The Dark Hand Of Pollution In Corona Deaths


The novel coronavirus is changing nearly every aspect of life across the world. Like any disaster, the Covid-19 pandemic is hitting sections of the population harder than the rest, though. Since it’s a disease that assaults the lungs, people living in places with excessive air pollution are seen to be more vulnerable, especially poor homes and the elderly.

“As someone who has dedicated her career to public health issues, the Covid-19 crisis isn’t simply a public health issue. It’s directly related to social equity and environmental justice,” said Gina McCarthy, president of Natural Resources Defense Council (NRDC).

“It is directly related to our fight for clean air, clean water, a healthy environment and healthy communities. Covid-19 is affecting all of us – our health and our way of life, but low income communities and communities of color may face added risk,” she added.
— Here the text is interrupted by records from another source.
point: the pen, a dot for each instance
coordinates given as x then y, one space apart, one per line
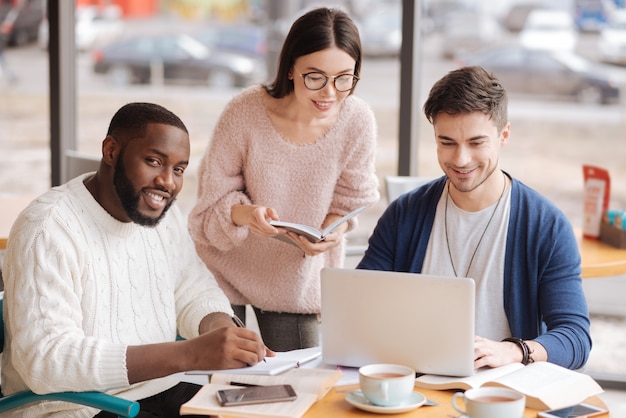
240 324
245 385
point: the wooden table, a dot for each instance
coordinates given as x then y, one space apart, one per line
334 405
10 207
600 259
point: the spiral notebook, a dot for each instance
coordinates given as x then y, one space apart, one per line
422 321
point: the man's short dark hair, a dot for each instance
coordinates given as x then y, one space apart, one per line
130 120
466 90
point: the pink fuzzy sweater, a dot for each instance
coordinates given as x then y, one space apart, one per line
249 162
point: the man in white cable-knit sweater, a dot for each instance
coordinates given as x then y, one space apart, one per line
100 277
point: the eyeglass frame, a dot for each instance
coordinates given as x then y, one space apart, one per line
334 78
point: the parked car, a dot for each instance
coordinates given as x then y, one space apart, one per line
468 31
21 20
94 26
561 74
549 29
612 40
241 38
515 18
175 58
381 31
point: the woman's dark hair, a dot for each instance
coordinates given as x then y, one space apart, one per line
467 90
314 31
130 120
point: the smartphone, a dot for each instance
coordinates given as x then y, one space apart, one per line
582 410
256 394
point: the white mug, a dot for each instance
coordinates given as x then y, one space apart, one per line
491 402
387 384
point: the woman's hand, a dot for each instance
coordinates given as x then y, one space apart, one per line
256 218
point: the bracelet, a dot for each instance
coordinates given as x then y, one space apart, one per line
527 353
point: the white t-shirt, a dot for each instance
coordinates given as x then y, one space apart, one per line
487 267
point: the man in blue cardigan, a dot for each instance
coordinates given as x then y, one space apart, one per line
477 221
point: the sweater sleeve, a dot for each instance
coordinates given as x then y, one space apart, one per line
221 182
197 292
47 343
544 299
357 184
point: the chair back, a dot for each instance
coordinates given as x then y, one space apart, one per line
78 163
1 323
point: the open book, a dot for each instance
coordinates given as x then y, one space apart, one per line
282 362
546 385
310 385
313 234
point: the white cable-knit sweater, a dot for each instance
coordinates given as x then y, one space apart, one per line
250 162
81 286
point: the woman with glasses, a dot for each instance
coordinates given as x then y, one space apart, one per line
299 149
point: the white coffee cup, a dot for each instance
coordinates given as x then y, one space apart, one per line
491 402
387 384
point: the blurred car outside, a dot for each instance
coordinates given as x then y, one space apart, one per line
94 26
549 29
245 38
468 31
175 58
381 31
556 74
612 39
19 20
590 15
515 18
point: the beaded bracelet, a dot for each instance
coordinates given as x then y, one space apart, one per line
526 351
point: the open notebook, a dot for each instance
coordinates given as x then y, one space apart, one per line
423 321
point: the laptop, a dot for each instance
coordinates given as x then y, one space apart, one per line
422 321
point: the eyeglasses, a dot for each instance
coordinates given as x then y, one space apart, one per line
317 81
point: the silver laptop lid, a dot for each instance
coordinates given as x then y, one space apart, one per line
422 321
 Severe cases of the viral flu can lead to pneumonia, a killer disease. Even without a pandemic, air pollution has been linked to lung diseases like asthma and chronic obstructive pulmonary disease among other respiratory conditions.
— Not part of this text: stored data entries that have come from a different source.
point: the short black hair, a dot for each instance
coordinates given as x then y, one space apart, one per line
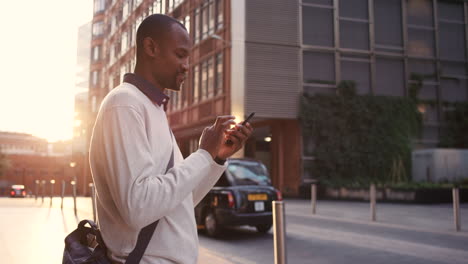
155 26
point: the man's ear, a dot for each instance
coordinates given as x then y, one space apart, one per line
151 48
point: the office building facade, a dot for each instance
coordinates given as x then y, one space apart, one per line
262 55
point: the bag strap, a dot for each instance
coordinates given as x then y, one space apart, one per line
146 233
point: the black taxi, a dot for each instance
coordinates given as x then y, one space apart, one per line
242 196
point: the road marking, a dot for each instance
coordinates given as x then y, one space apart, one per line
418 250
382 224
207 256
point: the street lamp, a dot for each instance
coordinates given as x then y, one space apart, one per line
73 183
52 182
35 187
218 37
43 190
Studies around previous coronavirus incidents like the 2003 SARS indicate that patients in places with high air pollution levels were twice as likely to die from the bug compared to those who lived in places with little pollution. Even in moderate levels, air pollution significantly increased the risk of death.

There isn’t data yet on how air pollution is playing into the current pandemic, but scientists suggest that international hotspots for Covid-19 –Wuhan, Northern Italy and Seoul – have pretty high levels of air pollution. Air pollution maybe one reason, although not a primary factor, for why outbreaks in those places have been apocalyptic.
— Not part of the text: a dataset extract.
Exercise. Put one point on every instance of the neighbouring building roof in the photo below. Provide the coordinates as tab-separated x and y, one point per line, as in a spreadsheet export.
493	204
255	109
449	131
Granted, lockdowns and restricted movements have meant fewer cars on the road and grounded planes, something that has temporarily curbed pollution crisis in major cities across the world. But it can’t completely erase the decades’ worth of damage that has already been done.

The Covid-19 bug has especially been deadliest in older people and those with pre-existing health conditions (comorbidity), which makes it harder to fight off infections.

In African urban centres, air pollution is also a problem as is poverty. It’s a double whammy of higher risk and little resources. There are fears about how poor housing and inadequate green spaces and healthy foods in African towns could increase the risks. In such places, the Covid-19 pandemic is piling on top of other stressors. Social distancing orders have taken a toll on street vendors and casual laborers, most of whom live hand to mouth.

At this point, cases of the virus have mainly been reported in middle-income neighborhoods in Africa. However, the damage is feared to be calamitous should it leak through slum-based homes and the countryside where people rely on smoke-emitting cook fuels in houses with poor ventilation amid grinding poverty and rickety healthcare facilities.